The head of Lockheed Martin Corp. (LMT) said the impasse on negotiations to avoid tax increases and spending cuts is rattling nerves in the business community.
“Any strategic planner would be nervous if they were a 40- year business and couldn’t look forward 19 days,” Chairman and Chief Executive Officer Robert Stevens said today at a Bloomberg Government breakfast in Washington, referring to the time left before about $600 billion in tax and budget changes start to take effect.
Stevens, 61, who will step down as CEO next month, said he was optimistic a deal may be reached in time to avert the so- called fiscal cliff because “people are talking,” an improvement from a month ago.
“Our sense echoes the sense across the business community” that “we’re really rooting for the people in the Congress and the administration” to “come together and find a resolution,” Stevens said in a separate interview with Bloomberg Television’s Peter Cook for “Capitol Gains” airing Dec. 16.
Stevens, who heads the world’s largest defense contractor, said the company still has several months before it would have to contemplate job cuts if automatic defense cuts of about $500 billion over a decade begin to take effect in January.
Layoffs “may not happen until April or after April” because contracts won’t need to be adjusted before then, he said in the interview with Bloomberg editors and reporters.
Contractors don’t yet know the extent to which cuts will affect specific programs, such as Lockheed Martin’s F-35 fighter, the Pentagon’s costliest weapons system. The cuts would apply to funds not already obligated.
“It would mean fewer airplanes,” Stevens said in the television interview. “Fewer airplanes at this juncture in the program means less manufacturing efficiency.”
As soon as today, the Pentagon and the Bethesda, Maryland- based company may sign the final contract for the fifth production lot for 29 F-35s, valued at about $3.8 billion. While about 75 percent of those funds are already obligated, the contract would protect the entire batch of fighters from automatic cuts.
The final contract took almost a year to negotiate.

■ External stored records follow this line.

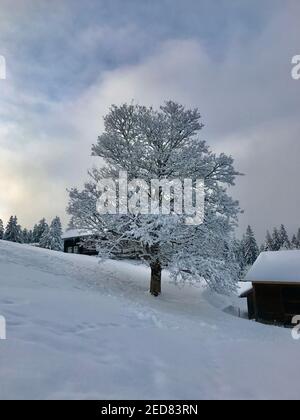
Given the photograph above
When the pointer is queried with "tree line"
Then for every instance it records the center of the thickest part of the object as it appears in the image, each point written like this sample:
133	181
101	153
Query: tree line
42	235
247	249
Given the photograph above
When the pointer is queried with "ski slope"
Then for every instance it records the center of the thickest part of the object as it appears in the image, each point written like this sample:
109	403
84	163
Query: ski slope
80	330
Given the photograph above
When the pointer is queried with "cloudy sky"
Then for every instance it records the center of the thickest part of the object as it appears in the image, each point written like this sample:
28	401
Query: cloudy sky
68	60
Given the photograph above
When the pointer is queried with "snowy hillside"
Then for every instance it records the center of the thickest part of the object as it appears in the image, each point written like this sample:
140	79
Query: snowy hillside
76	329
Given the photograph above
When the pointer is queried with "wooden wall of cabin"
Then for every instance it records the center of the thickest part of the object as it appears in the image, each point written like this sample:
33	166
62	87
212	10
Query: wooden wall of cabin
277	303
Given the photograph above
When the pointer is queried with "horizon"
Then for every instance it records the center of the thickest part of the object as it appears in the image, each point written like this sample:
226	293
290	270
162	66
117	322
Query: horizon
62	77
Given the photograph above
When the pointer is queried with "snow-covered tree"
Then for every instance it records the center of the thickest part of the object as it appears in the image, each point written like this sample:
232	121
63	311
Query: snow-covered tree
276	240
1	229
284	238
298	238
294	243
251	250
39	230
52	236
268	242
13	231
150	144
25	236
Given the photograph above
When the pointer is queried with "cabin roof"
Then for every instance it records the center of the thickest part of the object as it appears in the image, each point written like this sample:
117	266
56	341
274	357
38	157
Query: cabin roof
276	267
76	233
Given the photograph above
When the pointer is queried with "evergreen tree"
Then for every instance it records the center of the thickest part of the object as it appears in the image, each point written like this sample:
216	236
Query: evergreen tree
295	244
30	237
284	238
251	250
298	238
13	232
39	230
269	246
25	235
276	240
52	236
1	229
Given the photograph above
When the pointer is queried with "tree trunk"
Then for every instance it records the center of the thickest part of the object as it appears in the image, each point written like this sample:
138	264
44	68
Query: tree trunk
155	285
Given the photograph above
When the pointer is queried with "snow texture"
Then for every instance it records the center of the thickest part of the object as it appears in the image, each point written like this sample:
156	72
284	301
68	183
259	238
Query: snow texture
80	330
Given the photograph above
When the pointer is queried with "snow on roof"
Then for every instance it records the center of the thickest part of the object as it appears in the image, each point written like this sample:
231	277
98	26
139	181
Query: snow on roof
76	233
279	267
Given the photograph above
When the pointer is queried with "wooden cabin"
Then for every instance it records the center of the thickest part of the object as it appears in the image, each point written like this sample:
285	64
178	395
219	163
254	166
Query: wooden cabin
83	242
79	242
275	293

In September, Lieutenant General Christopher Bogdan, who is now director of the Pentagon’s F-35 program, said relations with the company had deteriorated to “the worst I’ve ever seen.”
“It should not take 10 or 11 or 12 months to negotiate a contract with someone we’ve been doing business with for 11 years,” Bogdan said at the time.

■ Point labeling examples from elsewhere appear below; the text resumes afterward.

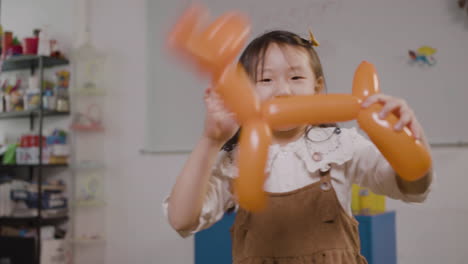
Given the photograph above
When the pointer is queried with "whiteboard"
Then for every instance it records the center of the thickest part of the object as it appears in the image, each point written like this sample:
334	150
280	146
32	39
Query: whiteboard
379	31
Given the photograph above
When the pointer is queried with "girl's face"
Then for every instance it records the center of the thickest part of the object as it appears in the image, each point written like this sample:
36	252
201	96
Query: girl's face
285	71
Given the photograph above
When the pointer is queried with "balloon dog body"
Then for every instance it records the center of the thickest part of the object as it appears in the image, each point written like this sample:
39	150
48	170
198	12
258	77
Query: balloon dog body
213	49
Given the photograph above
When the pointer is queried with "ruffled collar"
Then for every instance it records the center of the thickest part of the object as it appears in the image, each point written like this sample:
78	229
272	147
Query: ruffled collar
332	148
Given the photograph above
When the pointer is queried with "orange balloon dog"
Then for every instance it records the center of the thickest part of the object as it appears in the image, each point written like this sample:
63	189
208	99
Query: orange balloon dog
214	47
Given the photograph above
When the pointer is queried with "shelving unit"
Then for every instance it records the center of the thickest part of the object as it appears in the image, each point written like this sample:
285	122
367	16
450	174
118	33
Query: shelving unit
35	171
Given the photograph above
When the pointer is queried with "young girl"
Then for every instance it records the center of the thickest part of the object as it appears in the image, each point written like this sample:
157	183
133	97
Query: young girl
310	169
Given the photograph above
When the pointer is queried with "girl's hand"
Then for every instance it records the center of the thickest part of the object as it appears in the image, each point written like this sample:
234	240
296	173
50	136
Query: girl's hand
220	125
400	108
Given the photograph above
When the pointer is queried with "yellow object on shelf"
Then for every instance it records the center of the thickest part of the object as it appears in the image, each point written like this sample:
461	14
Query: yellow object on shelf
365	202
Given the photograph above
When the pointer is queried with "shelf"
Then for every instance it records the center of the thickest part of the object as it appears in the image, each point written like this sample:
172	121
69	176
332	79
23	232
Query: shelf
89	92
33	165
88	165
28	114
88	241
26	62
90	128
31	221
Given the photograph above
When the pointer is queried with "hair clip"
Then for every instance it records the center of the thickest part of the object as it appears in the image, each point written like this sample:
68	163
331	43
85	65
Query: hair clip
312	39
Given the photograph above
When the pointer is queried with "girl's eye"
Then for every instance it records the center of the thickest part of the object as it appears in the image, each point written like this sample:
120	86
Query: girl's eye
297	77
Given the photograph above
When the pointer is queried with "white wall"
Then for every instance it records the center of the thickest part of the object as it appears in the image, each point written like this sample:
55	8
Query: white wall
137	231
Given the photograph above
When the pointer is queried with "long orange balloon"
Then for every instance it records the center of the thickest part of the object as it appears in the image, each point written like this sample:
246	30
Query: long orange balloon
408	156
253	153
310	109
214	48
234	84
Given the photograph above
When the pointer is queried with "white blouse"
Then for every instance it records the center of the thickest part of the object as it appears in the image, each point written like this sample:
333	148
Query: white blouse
350	157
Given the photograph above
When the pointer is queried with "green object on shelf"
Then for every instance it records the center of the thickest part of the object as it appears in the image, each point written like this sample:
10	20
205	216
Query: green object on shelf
9	157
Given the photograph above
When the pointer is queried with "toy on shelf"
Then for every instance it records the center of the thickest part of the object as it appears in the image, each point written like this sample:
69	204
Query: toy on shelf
88	121
55	149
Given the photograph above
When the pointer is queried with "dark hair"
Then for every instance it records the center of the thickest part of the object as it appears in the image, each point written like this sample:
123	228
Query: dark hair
254	54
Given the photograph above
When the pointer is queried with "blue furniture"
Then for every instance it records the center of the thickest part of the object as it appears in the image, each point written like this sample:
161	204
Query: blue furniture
378	237
377	232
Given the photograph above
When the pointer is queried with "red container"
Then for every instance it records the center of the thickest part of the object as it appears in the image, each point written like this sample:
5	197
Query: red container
30	45
7	42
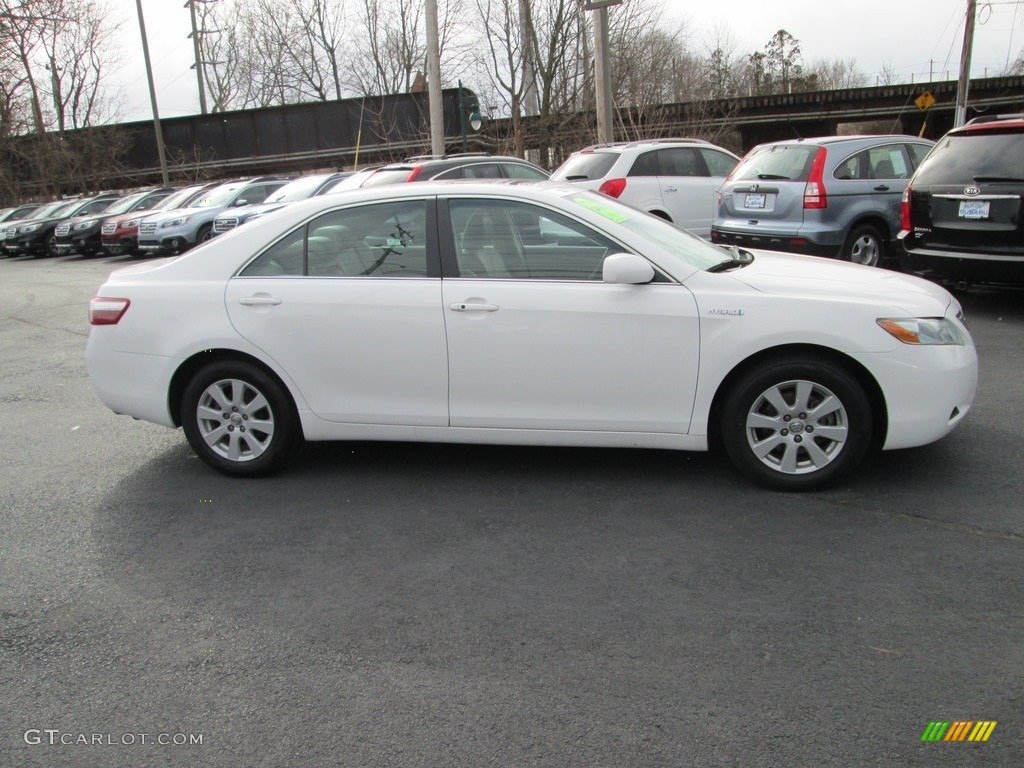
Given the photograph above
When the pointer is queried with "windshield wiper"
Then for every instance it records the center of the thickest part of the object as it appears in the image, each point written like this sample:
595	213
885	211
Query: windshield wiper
736	259
997	178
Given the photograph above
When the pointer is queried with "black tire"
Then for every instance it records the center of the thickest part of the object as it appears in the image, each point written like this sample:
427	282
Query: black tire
864	245
239	420
51	245
773	436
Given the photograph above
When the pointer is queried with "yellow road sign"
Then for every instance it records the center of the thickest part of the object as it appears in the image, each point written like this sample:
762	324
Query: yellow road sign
925	100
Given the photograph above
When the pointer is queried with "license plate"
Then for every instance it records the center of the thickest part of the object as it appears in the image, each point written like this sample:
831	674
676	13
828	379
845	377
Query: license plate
974	209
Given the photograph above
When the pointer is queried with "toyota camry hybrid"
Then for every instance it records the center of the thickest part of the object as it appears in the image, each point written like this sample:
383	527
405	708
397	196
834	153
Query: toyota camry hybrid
524	313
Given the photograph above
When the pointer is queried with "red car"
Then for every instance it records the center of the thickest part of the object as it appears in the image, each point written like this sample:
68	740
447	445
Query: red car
120	233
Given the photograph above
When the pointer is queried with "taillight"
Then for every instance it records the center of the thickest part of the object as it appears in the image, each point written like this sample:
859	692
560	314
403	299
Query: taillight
103	311
612	187
814	190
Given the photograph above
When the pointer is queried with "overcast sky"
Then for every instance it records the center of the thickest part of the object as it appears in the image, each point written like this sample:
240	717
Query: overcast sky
910	37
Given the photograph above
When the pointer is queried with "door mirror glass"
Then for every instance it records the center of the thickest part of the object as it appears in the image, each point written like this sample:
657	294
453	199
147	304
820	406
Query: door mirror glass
627	268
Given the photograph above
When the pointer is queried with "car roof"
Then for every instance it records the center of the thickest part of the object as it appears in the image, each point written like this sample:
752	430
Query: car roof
645	142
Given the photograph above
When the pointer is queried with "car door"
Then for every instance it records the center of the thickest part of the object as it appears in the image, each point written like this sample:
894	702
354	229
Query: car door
348	307
891	167
686	189
538	341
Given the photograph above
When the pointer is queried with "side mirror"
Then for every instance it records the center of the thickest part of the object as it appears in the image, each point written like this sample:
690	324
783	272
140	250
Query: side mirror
627	268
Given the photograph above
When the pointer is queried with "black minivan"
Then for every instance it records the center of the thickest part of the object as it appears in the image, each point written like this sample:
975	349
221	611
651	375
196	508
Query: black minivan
961	217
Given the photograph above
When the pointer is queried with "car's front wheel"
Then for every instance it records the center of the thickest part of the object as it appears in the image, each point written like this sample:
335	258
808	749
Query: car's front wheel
238	419
797	424
864	246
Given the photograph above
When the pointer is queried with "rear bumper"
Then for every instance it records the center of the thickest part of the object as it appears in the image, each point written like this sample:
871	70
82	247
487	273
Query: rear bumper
811	244
129	383
958	266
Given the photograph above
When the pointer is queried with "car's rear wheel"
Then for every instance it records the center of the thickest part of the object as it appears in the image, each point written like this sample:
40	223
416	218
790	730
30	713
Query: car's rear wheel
864	246
51	245
238	419
797	424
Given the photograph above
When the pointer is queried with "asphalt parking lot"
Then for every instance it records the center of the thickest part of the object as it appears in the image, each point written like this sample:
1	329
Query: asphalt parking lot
436	605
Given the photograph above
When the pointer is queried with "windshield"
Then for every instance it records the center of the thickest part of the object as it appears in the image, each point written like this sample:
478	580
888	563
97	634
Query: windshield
299	189
61	210
219	197
776	162
124	205
178	199
689	249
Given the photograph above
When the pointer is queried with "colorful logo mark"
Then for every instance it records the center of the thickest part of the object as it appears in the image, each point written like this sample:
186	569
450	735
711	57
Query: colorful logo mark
958	730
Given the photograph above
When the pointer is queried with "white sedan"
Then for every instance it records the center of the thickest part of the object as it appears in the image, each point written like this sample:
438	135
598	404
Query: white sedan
524	313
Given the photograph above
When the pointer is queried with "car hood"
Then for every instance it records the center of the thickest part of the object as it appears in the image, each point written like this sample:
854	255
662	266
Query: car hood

Marillyn Hewson, the chief operating officer who will become the company’s CEO next month, said “the reason why it took longer is that there was a real need to understand the cost, on both sides, from the government side, from Lockheed Martin’s side.”
The lessons learned should help speed the process in pending negotiations on the sixth lot of 36 F-35s, she said at the breakfast. Hewson, 58, said she hoped agreement would be reached on an initial “undefinitized” contract this month. Those jets also would be sheltered from the automatic cuts.

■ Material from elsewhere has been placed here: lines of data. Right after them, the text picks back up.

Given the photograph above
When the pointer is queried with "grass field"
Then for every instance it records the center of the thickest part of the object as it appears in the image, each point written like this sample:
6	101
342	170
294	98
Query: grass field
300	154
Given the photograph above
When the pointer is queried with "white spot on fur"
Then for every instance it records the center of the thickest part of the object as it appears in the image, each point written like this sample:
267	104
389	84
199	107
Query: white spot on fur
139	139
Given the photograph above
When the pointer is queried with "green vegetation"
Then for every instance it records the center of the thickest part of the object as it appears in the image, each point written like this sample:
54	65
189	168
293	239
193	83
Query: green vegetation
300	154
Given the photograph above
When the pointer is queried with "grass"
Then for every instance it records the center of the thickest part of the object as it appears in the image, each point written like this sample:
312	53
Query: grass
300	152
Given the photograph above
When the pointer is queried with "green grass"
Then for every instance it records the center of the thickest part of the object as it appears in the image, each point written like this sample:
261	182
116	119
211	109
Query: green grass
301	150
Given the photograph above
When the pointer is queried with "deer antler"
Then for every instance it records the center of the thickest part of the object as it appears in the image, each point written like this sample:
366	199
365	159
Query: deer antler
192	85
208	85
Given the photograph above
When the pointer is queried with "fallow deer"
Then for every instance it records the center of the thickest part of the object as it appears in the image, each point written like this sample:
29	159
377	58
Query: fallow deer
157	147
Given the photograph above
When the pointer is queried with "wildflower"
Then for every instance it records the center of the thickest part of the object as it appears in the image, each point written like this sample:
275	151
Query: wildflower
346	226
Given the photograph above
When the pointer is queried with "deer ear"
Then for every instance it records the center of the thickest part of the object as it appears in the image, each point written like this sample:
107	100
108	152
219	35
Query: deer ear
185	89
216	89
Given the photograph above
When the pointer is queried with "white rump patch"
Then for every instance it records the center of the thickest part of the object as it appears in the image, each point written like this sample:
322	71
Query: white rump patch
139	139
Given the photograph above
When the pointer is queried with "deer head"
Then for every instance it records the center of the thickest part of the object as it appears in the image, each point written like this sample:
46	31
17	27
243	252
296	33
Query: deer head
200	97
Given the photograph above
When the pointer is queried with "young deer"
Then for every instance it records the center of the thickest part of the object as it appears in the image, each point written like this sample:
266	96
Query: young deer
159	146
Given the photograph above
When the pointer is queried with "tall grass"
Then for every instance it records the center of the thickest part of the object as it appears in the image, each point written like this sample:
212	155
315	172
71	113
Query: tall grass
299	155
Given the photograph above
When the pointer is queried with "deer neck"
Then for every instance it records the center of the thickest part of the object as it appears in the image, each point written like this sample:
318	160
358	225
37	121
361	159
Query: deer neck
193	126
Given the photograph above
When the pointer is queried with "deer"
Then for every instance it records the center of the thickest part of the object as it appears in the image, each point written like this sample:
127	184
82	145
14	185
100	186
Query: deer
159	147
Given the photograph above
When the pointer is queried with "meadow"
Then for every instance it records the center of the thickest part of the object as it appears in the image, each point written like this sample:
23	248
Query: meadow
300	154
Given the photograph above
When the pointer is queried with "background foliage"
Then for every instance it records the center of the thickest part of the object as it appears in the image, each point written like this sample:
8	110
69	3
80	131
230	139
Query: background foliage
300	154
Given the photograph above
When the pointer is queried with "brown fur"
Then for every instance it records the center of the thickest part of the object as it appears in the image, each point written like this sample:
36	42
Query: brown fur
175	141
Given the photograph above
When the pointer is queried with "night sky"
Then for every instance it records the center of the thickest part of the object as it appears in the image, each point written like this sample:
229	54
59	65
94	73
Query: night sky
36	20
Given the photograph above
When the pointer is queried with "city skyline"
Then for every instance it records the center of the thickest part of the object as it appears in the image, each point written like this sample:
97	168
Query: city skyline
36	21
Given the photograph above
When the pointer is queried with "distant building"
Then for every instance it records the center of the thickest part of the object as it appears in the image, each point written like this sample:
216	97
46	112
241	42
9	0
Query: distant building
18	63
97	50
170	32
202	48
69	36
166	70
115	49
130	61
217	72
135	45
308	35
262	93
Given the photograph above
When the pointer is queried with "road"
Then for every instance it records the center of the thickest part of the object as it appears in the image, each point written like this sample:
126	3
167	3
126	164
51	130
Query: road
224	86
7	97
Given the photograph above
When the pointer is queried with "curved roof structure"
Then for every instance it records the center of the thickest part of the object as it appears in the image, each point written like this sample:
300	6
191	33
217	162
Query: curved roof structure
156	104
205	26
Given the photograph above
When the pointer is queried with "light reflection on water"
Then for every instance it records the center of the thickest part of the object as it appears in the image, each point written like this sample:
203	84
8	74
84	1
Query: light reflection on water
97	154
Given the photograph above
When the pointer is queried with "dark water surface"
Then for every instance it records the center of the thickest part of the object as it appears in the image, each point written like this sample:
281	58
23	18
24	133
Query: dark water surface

The Pentagon estimates the total cost for development and production of 2,443 F-35s will be $395.7 billion, a 70 percent increase since the initial contract with Lockheed was signed in 2001.
Citing the fighter’s rising costs, Canada’s government said this week that it will weigh whether to buy less costly alternatives to the 65 F-35s it had planned to purchase.
Stevens said today he didn’t “look at it as a blow to the program.”
“We find across the array of our most sophisticated buyers that they routinely examine their acquisition decisions,” Stevens said in the television interview.
Pending defense-budget cuts are likely to increase pressures for defense companies to consolidate, Stevens said. The Pentagon opposes mergers among the biggest contractors.
“If you don’t have consolidation, you start to get some pretty weak performers” as defense spending declines, he said at the breakfast. “And we’re mostly worried about how that affects the periphery or the edge of our supply chain.”
While Lockheed Martin won’t hesitate “if we see acquisitions that look appealing,” Stevens said consolidation isn’t always the answer.
“Remember, anything you buy, you’ve got to integrate,” he said.
Lockheed Martin’s Chief Financial Officer Bruce Tanner said last month that buying more companies would be his “first preference” for using excess cash.
Stevens said today that Tanner’s comment was misinterpreted as a signal that Lockheed was about to make “huge” acquisitions.